Although vainly wrestling with high female mortality at younger ages and during the reproductive years, Pakistan claims a life span of 65. This predominantly seems farce when almost one-half of women receive no antenatal care during their pregnancy and 72 percent receive no postnatal care at all.

The advancements in longevity can be generally attributed to improvements in sanitation, the discovery of antibiotics, and medical care. Despite tall claims, Pakistan’s record on these areas is hopeless. Now, as scientists make headway against chronic diseases like cancer and heart disease to extend anti-aging even further, such diseases in Pakistan are greater than ever and basic healthcare service is inaccessible to a vast majority.

There are theories on aging. The programmed theories hold that aging follows a biological timetable, perhaps a continuation of the one that regulates childhood growth and development. The damage or error theories emphasize environmental assaults to our systems that gradually cause things to go wrong.

Lengthening life expectancies in the industrialized nations are bringing about substantial changes including large increases in the number of elderly and in their proportion in the population. Such changes have occurred, for example, in the type of economic activity, housing, social services, and population make-up of the communities. With growth in the health care system and changes in the service mix provided, the elderly continue to consume more health care per capita and need different services.

Health care institutions, including hospitals, which are widely expected to experience increasing demand as the elderly population grows; organizations will provide home-based medical care and other types of assistance, allowing the individual to remain in their own residence; and a variety of assisted living facilities, ranging from adult day care to residential care to nursing homes.

Of greater concern, the already awful health care industry of Pakistan finds itself ill prepared to handle significant increases in the number of the very elderly. Today, there are almost 9.7 million senior citizens. When it has no policy in place for this population today, it has no concern for tomorrow. Neither public nor private sectors are equipped financially to deal with the problems caused by aging population. When a society starts aging, its economic vitality becomes inferior to that of young societies and sluggish economic growth reduces its opportunities to become well heeled. Thus, in Pakistan an aging population will become a heavy public burden, forcing its people to bring down the cost by establishing large institutions so that, by virtue of economies of scale, they could manage to provide the elderly with the most basic care and medical needs.

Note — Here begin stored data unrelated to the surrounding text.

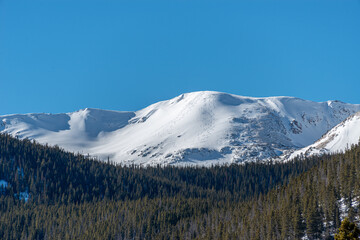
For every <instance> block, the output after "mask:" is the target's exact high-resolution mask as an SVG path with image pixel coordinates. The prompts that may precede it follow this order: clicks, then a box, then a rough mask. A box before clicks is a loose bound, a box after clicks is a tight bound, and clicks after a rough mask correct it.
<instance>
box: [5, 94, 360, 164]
mask: <svg viewBox="0 0 360 240" xmlns="http://www.w3.org/2000/svg"><path fill="white" fill-rule="evenodd" d="M358 111H360V105H354V104H347V103H343V102H340V101H327V102H322V103H317V102H312V101H307V100H302V99H299V98H294V97H267V98H252V97H242V96H237V95H232V94H227V93H220V92H210V91H203V92H193V93H186V94H182V95H180V96H178V97H175V98H173V99H170V100H167V101H162V102H158V103H155V104H153V105H150V106H149V107H146V108H144V109H142V110H139V111H136V112H118V111H107V110H100V109H90V108H87V109H83V110H79V111H77V112H73V113H66V114H16V115H6V116H1V117H0V124H1V125H0V130H1V132H6V133H9V134H11V135H14V136H18V137H20V138H31V139H36V140H37V141H38V142H40V143H48V144H50V145H55V144H57V145H59V146H61V147H63V148H65V149H66V150H70V151H74V152H80V153H83V154H90V155H92V156H97V157H99V158H100V159H107V158H109V159H110V160H112V161H115V162H118V163H123V164H133V163H134V164H144V165H149V164H150V165H155V164H176V165H211V164H224V163H239V162H244V161H261V160H267V159H270V158H276V157H278V156H280V155H282V154H283V153H284V152H288V151H294V150H297V149H301V148H303V147H306V146H308V145H310V144H312V143H314V142H315V141H316V140H318V139H319V138H320V137H321V136H322V135H324V134H325V133H326V132H328V131H329V130H330V129H332V128H333V127H334V126H336V125H337V124H339V123H340V122H342V121H343V120H345V119H346V118H348V117H349V116H351V115H352V114H354V113H356V112H358Z"/></svg>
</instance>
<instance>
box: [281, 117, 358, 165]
mask: <svg viewBox="0 0 360 240" xmlns="http://www.w3.org/2000/svg"><path fill="white" fill-rule="evenodd" d="M359 140H360V112H357V113H355V114H354V115H352V116H350V117H348V118H347V119H346V120H344V121H343V122H341V123H340V124H338V125H337V126H335V127H334V128H332V129H331V130H330V131H328V132H327V133H326V134H324V136H322V137H321V138H320V139H319V140H318V141H316V142H315V143H313V144H311V145H309V146H307V147H304V148H302V149H299V150H296V151H294V152H292V153H290V154H288V155H284V156H283V157H282V158H283V159H287V160H290V159H293V158H295V157H297V156H300V155H302V156H306V157H307V156H312V155H321V154H324V153H337V152H344V151H345V150H346V149H348V148H350V147H351V145H354V144H358V143H359Z"/></svg>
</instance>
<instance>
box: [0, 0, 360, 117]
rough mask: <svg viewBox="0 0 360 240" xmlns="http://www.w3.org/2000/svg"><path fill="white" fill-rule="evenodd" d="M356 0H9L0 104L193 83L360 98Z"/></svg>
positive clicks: (359, 67)
mask: <svg viewBox="0 0 360 240" xmlns="http://www.w3.org/2000/svg"><path fill="white" fill-rule="evenodd" d="M359 26H360V1H359V0H347V1H343V0H338V1H332V0H323V1H320V0H299V1H298V0H291V1H289V0H284V1H280V0H266V1H260V0H251V1H250V0H249V1H240V0H237V1H227V0H221V1H220V0H219V1H212V0H204V1H202V0H164V1H157V0H151V1H150V0H148V1H138V0H128V1H121V0H114V1H112V0H96V1H95V0H31V1H29V0H16V1H14V0H0V97H1V101H0V114H11V113H27V112H52V113H57V112H70V111H75V110H78V109H81V108H85V107H94V108H102V109H113V110H138V109H140V108H143V107H145V106H147V105H149V104H152V103H155V102H157V101H160V100H165V99H169V98H172V97H175V96H177V95H179V94H181V93H184V92H192V91H200V90H214V91H222V92H228V93H233V94H238V95H244V96H254V97H262V96H279V95H281V96H284V95H286V96H296V97H300V98H304V99H309V100H313V101H326V100H330V99H332V100H334V99H338V100H342V101H345V102H350V103H360V91H359V90H360V27H359Z"/></svg>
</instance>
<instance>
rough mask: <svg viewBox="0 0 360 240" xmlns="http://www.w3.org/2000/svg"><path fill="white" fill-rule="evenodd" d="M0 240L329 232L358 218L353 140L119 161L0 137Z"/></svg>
mask: <svg viewBox="0 0 360 240" xmlns="http://www.w3.org/2000/svg"><path fill="white" fill-rule="evenodd" d="M0 181H1V182H0V183H1V184H0V186H1V187H0V191H1V196H0V238H1V239H300V238H302V237H304V236H305V237H308V238H309V239H317V238H331V237H332V236H333V235H334V233H335V231H336V229H337V228H338V227H339V226H340V222H341V219H342V218H343V217H344V216H349V219H350V220H351V221H358V220H359V212H358V196H359V195H360V193H359V192H360V186H359V185H360V147H358V146H356V147H355V146H354V147H352V148H351V149H350V150H348V151H347V152H346V153H345V154H337V155H328V156H323V157H321V158H311V159H302V160H294V161H292V162H288V163H285V164H274V163H271V162H269V163H259V164H255V163H251V164H245V165H231V166H223V167H212V168H177V167H171V166H169V167H163V168H162V167H149V168H141V167H138V166H133V167H124V166H119V165H114V164H111V163H102V162H99V161H97V160H95V159H90V158H87V157H84V156H82V155H74V154H72V153H68V152H65V151H63V150H62V149H60V148H58V147H48V146H43V145H40V144H37V143H35V142H33V141H30V140H18V139H15V138H12V137H10V136H9V135H0Z"/></svg>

The health sector of Pakistan offers an inadequate remedy for the serious problems of an outdated and basically unsound system and hence needs an offensive. People must be offered a vision of a revitalized health care system that provides incentives for increased quality and technological innovation, while at the same time, reducing costs. Pakistanis need a system that gives them control over healthcare decisions, while encouraging them to set aside the resources they need to purchase this care.

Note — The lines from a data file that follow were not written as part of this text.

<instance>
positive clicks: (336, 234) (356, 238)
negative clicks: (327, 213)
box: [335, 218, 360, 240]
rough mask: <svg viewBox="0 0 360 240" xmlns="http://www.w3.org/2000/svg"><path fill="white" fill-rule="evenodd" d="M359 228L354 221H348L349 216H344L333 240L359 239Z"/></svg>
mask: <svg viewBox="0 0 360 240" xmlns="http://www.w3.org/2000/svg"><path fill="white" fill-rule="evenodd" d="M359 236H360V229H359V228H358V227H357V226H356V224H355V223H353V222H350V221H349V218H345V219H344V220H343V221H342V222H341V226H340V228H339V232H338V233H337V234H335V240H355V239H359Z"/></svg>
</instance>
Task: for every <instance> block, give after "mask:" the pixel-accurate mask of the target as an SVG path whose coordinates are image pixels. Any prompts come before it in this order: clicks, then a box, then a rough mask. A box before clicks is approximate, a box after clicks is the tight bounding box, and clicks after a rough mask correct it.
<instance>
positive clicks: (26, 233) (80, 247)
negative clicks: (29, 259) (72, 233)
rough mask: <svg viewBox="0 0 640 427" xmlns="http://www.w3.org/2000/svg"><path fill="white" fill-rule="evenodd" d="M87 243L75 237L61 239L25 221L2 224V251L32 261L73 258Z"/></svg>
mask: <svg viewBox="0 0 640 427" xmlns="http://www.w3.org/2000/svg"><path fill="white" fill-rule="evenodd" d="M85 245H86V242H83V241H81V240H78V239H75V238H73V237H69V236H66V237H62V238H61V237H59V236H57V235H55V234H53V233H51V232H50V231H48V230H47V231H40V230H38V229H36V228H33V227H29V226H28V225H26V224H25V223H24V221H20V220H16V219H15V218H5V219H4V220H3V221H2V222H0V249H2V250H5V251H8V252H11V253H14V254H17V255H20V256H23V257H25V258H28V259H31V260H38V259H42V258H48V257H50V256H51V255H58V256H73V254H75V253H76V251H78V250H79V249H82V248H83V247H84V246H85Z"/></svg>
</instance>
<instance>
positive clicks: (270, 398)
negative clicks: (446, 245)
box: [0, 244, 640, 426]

The policy makers of Pakistan should keep themselves abreast of technological advances and management strategies by constantly scanning the literature and media, interviewing authorities, and drawing on other sources to identify emerging trends. These trends then need to be analyzed to select those that are most significant.

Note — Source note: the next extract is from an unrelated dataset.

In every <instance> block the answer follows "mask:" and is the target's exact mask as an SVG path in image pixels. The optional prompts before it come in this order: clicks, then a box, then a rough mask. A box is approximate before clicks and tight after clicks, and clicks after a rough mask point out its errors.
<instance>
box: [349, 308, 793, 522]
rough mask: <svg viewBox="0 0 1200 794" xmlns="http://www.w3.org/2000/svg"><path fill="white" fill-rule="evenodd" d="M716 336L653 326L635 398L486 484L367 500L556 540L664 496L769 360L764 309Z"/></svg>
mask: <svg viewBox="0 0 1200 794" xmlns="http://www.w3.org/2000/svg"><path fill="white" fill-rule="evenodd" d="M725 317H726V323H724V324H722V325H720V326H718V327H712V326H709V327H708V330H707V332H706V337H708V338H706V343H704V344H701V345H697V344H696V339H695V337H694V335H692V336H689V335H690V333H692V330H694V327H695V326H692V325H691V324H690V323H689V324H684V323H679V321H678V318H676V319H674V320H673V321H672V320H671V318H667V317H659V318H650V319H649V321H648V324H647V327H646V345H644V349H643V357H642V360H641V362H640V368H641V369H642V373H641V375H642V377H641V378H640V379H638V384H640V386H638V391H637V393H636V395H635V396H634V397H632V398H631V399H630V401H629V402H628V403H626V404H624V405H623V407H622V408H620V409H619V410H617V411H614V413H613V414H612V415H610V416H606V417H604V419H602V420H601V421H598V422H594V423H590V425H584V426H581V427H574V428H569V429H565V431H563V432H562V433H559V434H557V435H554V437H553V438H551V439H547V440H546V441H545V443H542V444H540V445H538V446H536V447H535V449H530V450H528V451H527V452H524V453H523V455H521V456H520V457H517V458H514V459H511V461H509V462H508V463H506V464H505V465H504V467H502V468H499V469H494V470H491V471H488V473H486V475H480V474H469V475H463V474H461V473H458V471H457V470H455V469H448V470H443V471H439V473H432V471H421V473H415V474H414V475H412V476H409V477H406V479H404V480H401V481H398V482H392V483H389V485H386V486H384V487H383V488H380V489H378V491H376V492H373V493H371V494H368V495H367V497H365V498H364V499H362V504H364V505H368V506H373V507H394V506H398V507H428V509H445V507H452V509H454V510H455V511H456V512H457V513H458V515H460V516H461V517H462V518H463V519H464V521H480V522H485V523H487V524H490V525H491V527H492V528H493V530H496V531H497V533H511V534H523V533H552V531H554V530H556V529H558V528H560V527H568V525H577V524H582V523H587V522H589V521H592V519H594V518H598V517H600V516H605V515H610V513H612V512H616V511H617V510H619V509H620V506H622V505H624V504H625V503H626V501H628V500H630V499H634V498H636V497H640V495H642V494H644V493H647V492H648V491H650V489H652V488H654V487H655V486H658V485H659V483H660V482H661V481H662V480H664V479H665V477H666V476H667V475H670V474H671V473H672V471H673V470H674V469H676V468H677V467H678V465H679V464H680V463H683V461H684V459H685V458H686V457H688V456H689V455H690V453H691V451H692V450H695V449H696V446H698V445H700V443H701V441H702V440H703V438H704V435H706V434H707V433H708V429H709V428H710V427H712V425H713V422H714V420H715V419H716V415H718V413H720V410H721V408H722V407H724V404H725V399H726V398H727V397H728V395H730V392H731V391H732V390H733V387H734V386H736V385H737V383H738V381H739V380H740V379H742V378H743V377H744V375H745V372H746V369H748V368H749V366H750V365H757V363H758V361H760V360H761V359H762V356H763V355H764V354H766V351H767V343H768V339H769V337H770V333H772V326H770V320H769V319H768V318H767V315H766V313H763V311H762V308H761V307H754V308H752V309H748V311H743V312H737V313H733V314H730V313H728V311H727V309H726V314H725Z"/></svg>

It needs to begin to prepare now for what will be a very different future. The key questions it needs to think about include: What is it that we should be asking? What is it that its policymakers need but do not get in their human development courses? People should be asking about connections -- connections between existing mindsets and human development. These connections simply are not made in most textbooks available for use in human development courses. In fact, effective change requires more than knowledge of human development. Effective change also requires the ability to devise strategies that take advantage of that knowledge … strategies for connecting research and practice. (www.asifjmir.com).